На выходе он чуть задержался и всё же решился поинтересоваться.
— Ваша светлость, разрешите задать вопрос?
— Я и так знаю твой вопрос. Всё просто Клаус. Тем кто навлёк беды на мою семью нет смысла открыто на меня нападать. Они прекрасно откусывают от моего имущества по кусочку, переваривают его и кусают следующий. Им даже выгодно, чтобы я прожил ещё пару лет, иначе император может всё забрать себе.
— Так значит вы знаете кто это?
— Клаус, забудь, что ты это даже спрашивал, — со стальными нотками ответил граф.
— Я всё понял, ваша светлость. Разрешите приступить к выполнению.
— Иди.
Артуриан оказался не таким, как себе его представлял дворецкий, слишком молодой и юный. Примерно его возраста сейчас мог бы быть сын графа. Но нечто неуловимое в нём, заставляло относиться к нему максимально серьёзно. Манеры? Нет, ими на должном уровне владеют все дворяне. Достоинство? Нет. Ум? Нет. Взгляд? Похоже на то. Такой взгляд появляется с высоты прожитых лет. К тому же прожитых далеко не в праздности. Тяжёлый труд, ответственность и лишения — это заставляет смотреть на мир со скептицизмом и долей прагматизма.
Взгляд в молодости слишком озорной и не затуманенный жизненными проблемами, в это время кажется любое дело по плечу, а смерть всегда обойдёт стороной. С годами тяготы проблем наваливаются и придавливают к земле, появляется осмысление своих сил и ограничений.

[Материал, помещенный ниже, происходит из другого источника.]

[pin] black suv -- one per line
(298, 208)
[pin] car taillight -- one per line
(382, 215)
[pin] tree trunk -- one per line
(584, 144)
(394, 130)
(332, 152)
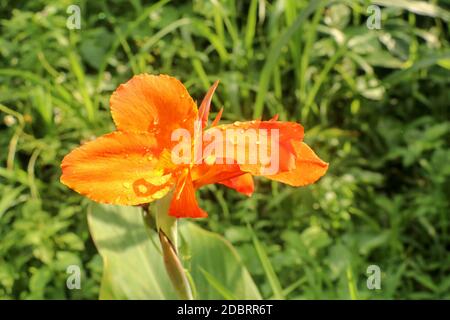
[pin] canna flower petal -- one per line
(255, 138)
(184, 203)
(120, 168)
(309, 167)
(242, 184)
(155, 104)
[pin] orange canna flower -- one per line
(136, 164)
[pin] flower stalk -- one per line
(167, 229)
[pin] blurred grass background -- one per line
(374, 103)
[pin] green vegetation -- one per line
(374, 104)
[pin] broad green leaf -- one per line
(133, 265)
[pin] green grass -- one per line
(374, 103)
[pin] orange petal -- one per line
(155, 104)
(203, 112)
(249, 144)
(243, 184)
(119, 168)
(309, 167)
(203, 174)
(184, 204)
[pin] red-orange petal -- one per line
(242, 184)
(184, 203)
(309, 167)
(119, 168)
(155, 104)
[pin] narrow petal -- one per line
(155, 104)
(119, 168)
(243, 184)
(309, 167)
(203, 112)
(184, 203)
(204, 173)
(217, 118)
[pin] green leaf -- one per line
(133, 265)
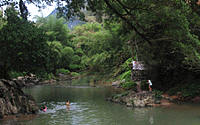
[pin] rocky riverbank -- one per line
(133, 99)
(13, 100)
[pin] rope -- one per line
(136, 48)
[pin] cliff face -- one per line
(14, 101)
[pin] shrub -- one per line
(63, 71)
(158, 94)
(75, 74)
(129, 85)
(144, 85)
(126, 75)
(14, 74)
(74, 66)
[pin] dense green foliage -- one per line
(165, 34)
(22, 46)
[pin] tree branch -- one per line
(127, 21)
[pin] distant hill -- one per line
(72, 22)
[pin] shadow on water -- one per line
(88, 107)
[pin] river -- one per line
(89, 107)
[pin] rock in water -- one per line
(14, 101)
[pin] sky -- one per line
(33, 10)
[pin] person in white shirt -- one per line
(150, 84)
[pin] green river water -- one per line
(89, 107)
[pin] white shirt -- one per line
(150, 83)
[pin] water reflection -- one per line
(88, 107)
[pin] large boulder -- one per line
(14, 101)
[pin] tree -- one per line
(22, 45)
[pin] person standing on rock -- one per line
(150, 84)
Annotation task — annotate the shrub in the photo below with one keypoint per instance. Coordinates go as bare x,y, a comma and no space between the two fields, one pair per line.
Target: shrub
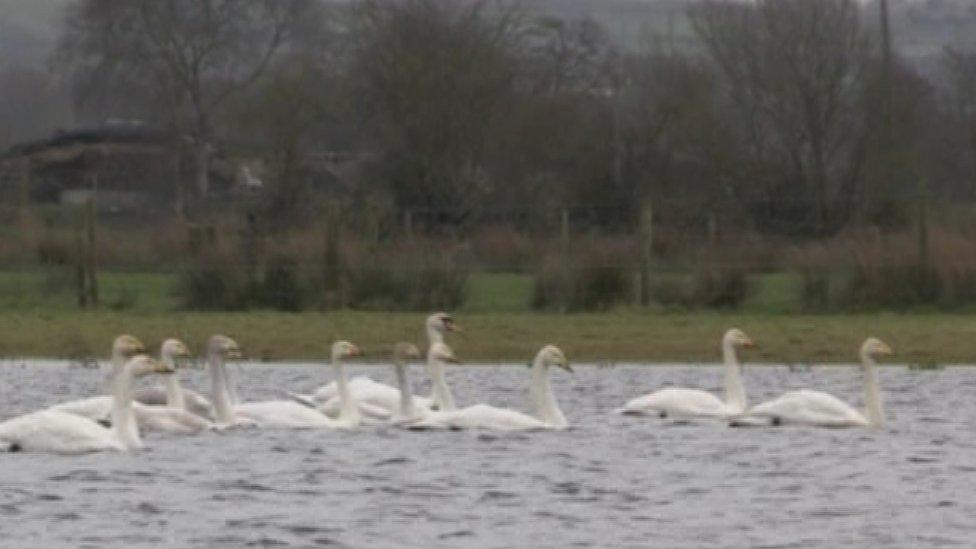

Можно ли жизнь сравнить с временами года? Детство — это весна, мир полон ярких красок и новых ароматов, всё бурно растёт и развивается. Молодость — это лето, горячие дни, короткие ночи, жизнь в самой активной фазе, ведь за это время хочется так много успеть сделать. Взрослая жизнь — это осень, окружающее буйство красок уступает хмурым и дождливым дням, жизнь теряет свою остроту, но как же приятно вечером перед камином посидеть за книгой, слушая шум дождя за окном. Старость — это зима, жизнь окончательно замирает, скованная морозом и прожитыми годами.
Через что же пришлось пройти этому молодому человеку, чтобы в своём возрасте иметь взгляд, смотрящий на мир сквозь призму осени?
Артуриан почти всю неделю просидел в выделенной ему комнате, выходил лишь на время еды и ранним утром на тренировку. Во время тренировок дворецкий наблюдал за ним. В начале молодой человек плавно и медленно перетекал из одной стойки в другую, потом резко разряжался градом ударов по невидимому противнику и обратно принимал боевую стойку. Всё это Артуриан повторял несколько раз. После чего умывался и возвращался в комнату.